Forum Moderators: goodroi
You can have as many domains on one server as you like for all i know. And because of this you can also have many robots.txt files.
You should only have one robots.txt file per domain, though.
A lot of websites are hosted at hosting companies (sharing server space and even IP numbers with other - completely unrelated - sites) and are still doing quite well in the search engines. This is not a problem.
There might be a slight misunderstanding though. SE's generally work "per site" - meaning that if you shut them out from one site this has no effect for your other sites. MSN will not get spidered more because Yahoo excludes spiders in the Yahoo robots.txt.
>> Do they recognize the separate domains even though they are all the same IP address?
The answer is yes. They will not index site (a) just because they can not index site (b) though. On the other hand they will still index site (c) even if they can not index site (b).
/claus
- you'll have to make a "301 redirect" in your .htaccess files to do that, as the robots.txt can only be used to disallow one specific site, but that way you do risk that the bots think that the six redirecting domains are no longer in use.
The easiest would be to simply link from the six well-indexed domains to domain seven. That way the spiders will just follow the link and you don't have to close any domains or redirect.
BTW: I'm getting a bit in doubt, i hope i did understand you properly, but i'm not sure... The seven different domains - they are seven different sites, right?
If it's seven different domain names pointing to the same site (same content), then that's another issue. If you have only one site in terms of content, but seven sites in terms of domain names, then you should really just use one domain name for that site and close the other six.
If, on the other hand, you have seven different sites with different content on them, then closing one or more of the six well-indexed ones will not do any good for the last one. Linking is your best option, just put a standard text-link on (some of the best indexed of) the other domains, and the spiders will follow it.
/claus
If you have multiple domain names pointing to the same directory of content, thus making different (identical) sites, you have a hard time having multiple robots.txt files. The way I recommend doing it is to have your robots.txt file served by a CGI script (or mod_perl module). Have it check the SERVER_NAME environment variable and serve different content based on it. If the client asks for the robots.txt of what you have determined to be the URL you want them to crawl, then serve them up a file that permits them to crawl. Otherwise, serve them up one that has a "Disallow *" line or whatever.
The clients don't know the difference. They just see it as a text file.
www.abc.com/widgets.html is the URL that should be showing up in the SE results, but instead www.def.com/widgets.html is being indexed.
AlltheWeb for instance has completely indexed a couple of the six "extra" domains and not the main site. Since all of my domains have different names it sounds very odd that the 'extra" six domain names should return results about ALL the content on the site...think www.ladiesbloomers.com returning results about sports cars. That's whats going on. So I want to exclude the robots from crawling the 6 domain names and just crawl the one...I hope this clarifies and thanks again for all the help
RewriteCond %{HTTP_HOST} "!^www\.the-right-domain\.com"

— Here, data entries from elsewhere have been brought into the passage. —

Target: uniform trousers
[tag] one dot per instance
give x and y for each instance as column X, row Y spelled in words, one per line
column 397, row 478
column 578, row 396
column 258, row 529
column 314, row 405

RewriteRule (.*) http://www.the-right-domain.com/$1 [R=301,L] This will make sure that all requests for all files on all domains will be shown the same file on "the-right-domain".
The rule instructs the server to do this: if someone asks for a file using another domain than "the-right-domain.com" (eg. www.wrong-domain.com/flowers.html) then the same file should be served, only with "the right-domain.com" first (eg. www.the-right-domain.com/flowers.html)
At the same time it issues a "301" message to browsers and spiders, meaning: "flowers.html" might have been on "wrong-domain.com" once, but now it's moved permanently to "the-right-domain.com" so don't come looking for it on "wrong-domain.com" any more. In stead head directly to "the-right-domain.com" next time.
/claus
Post #8:
You have one site that has different domain names. This means that the root of the site is the same no matter which name you use. The robots.txt must be in the document root.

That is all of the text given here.